A volte questi ritrovamenti possono essere piuttosto avventurosi. È il caso dei cavalli del Caspio, una delle razze equine più piccole, nonché uno dei più antichi animali addomesticati dall’uomo. Si credevano perduti da millenni, quando una donna americana di nome Louise Laylin si trasferì in Iran dopo il matrimonio con un aristocratico locale, prima della rivoluzione. Qui aprì un centro per coltivare la sua grande passione, l’equitazione. I cavalli locali però erano troppo difficili da cavalcare, così decise di fare una spedizione alla ricerca di cavalli selvatici più “facili” e qui, in un’area remota del nord, trovò i cavallini estinti, una varietà Lazzaro del cavallo che non solo è stata ritrovata ma anche immediatamente rimessa al lavoro. Anche la storia più recente, quella delle Galápagos, è curiosa. La tartaruga era stata rintracciata a febbraio 2019 durante una spedizione del Giant tortoise restoration initiative. Era una centenaria così preziosa che fu subito evacuata dalle pericolose lave vulcaniche dell’isola di Fernandina. Da lì è stata portata in un centro per essere analizzata, ci sono voluti due anni di indagini per stabilire che quell’esemplare era effettivamente una specie Lazzaro, la tartaruga gigante creduta estinta cento anni prima. Il ministro dell’Ambiente dell’Ecuador Gustavo Manrique Miranda ha twittato con entusiasmo il responso, quel successo era anche una vittoria politica.

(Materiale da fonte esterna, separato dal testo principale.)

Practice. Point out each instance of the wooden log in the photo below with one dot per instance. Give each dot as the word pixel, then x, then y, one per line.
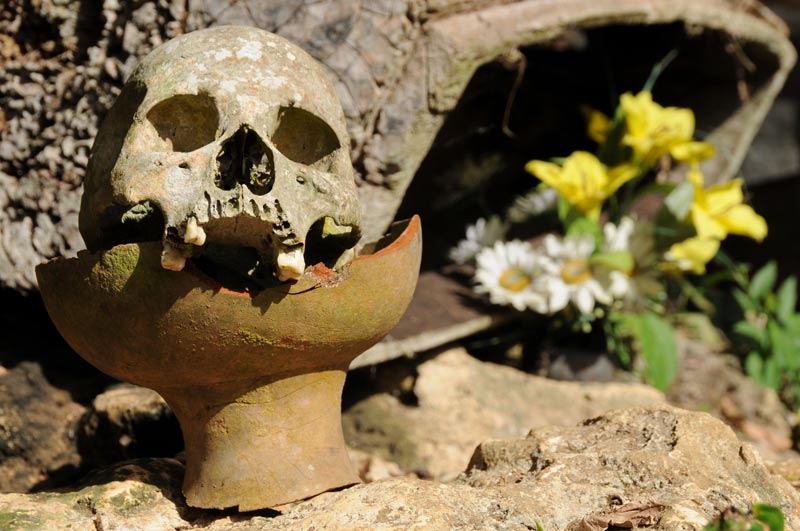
pixel 425 86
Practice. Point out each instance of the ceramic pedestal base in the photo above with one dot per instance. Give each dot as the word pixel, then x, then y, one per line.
pixel 277 443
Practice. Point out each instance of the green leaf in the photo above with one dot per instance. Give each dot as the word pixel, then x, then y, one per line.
pixel 744 301
pixel 763 281
pixel 657 345
pixel 580 225
pixel 680 200
pixel 754 367
pixel 785 346
pixel 752 331
pixel 770 375
pixel 786 300
pixel 619 260
pixel 770 515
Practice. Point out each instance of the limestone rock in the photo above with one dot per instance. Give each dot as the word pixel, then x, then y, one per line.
pixel 136 496
pixel 462 401
pixel 685 467
pixel 37 429
pixel 714 382
pixel 657 467
pixel 125 422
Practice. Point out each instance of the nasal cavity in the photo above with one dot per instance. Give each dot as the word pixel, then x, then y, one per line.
pixel 245 159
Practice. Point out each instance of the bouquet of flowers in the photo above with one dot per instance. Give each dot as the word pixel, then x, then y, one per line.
pixel 610 266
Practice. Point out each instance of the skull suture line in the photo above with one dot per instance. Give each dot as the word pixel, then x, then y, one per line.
pixel 225 138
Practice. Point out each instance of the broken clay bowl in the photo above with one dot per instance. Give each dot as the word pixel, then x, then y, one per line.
pixel 255 381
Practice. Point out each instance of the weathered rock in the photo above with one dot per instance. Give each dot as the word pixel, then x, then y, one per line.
pixel 125 422
pixel 37 430
pixel 714 382
pixel 404 69
pixel 462 401
pixel 684 467
pixel 658 467
pixel 135 496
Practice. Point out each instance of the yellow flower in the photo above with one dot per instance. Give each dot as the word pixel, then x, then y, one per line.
pixel 717 211
pixel 652 131
pixel 693 254
pixel 583 181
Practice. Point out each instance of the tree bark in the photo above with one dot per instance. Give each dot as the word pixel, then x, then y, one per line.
pixel 402 68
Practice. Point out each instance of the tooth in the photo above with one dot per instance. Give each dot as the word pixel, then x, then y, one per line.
pixel 172 258
pixel 291 264
pixel 194 233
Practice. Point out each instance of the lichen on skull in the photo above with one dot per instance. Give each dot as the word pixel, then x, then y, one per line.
pixel 228 144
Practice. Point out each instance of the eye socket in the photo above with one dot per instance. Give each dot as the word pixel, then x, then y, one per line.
pixel 185 122
pixel 303 137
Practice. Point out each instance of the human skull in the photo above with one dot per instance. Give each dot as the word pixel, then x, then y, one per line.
pixel 225 138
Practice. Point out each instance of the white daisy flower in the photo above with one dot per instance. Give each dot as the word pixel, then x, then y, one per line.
pixel 479 236
pixel 508 273
pixel 570 276
pixel 642 280
pixel 532 204
pixel 617 238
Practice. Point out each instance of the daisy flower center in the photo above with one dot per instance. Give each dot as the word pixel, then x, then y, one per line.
pixel 576 270
pixel 514 279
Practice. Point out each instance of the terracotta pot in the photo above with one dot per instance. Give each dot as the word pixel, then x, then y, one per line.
pixel 255 381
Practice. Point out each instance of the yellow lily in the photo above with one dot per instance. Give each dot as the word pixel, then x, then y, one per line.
pixel 652 131
pixel 717 211
pixel 693 254
pixel 583 180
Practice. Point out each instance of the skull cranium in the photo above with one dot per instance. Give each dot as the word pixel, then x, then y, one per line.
pixel 229 137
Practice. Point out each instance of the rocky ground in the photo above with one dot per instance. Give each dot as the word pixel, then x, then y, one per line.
pixel 443 441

Quel giorno, però, il pensiero di molti è andato a un’altra tartaruga famosa, lonesome George, l’ultimo maschio di una specie simile, sempre delle Galápagos, la tartaruga dell’isola Pinta (Chelonoidis abingdonii). Anche questa era stata considerata estinta fino al ritrovamento di George, che divenne lonesome, solitario, dopo il fallimento dei tentativi di farlo accoppiare con specie simili per dare un futuro ai suoi geni. Quando George morì, nel 2012, è come se con lui fosse morta anche la sua intera specie.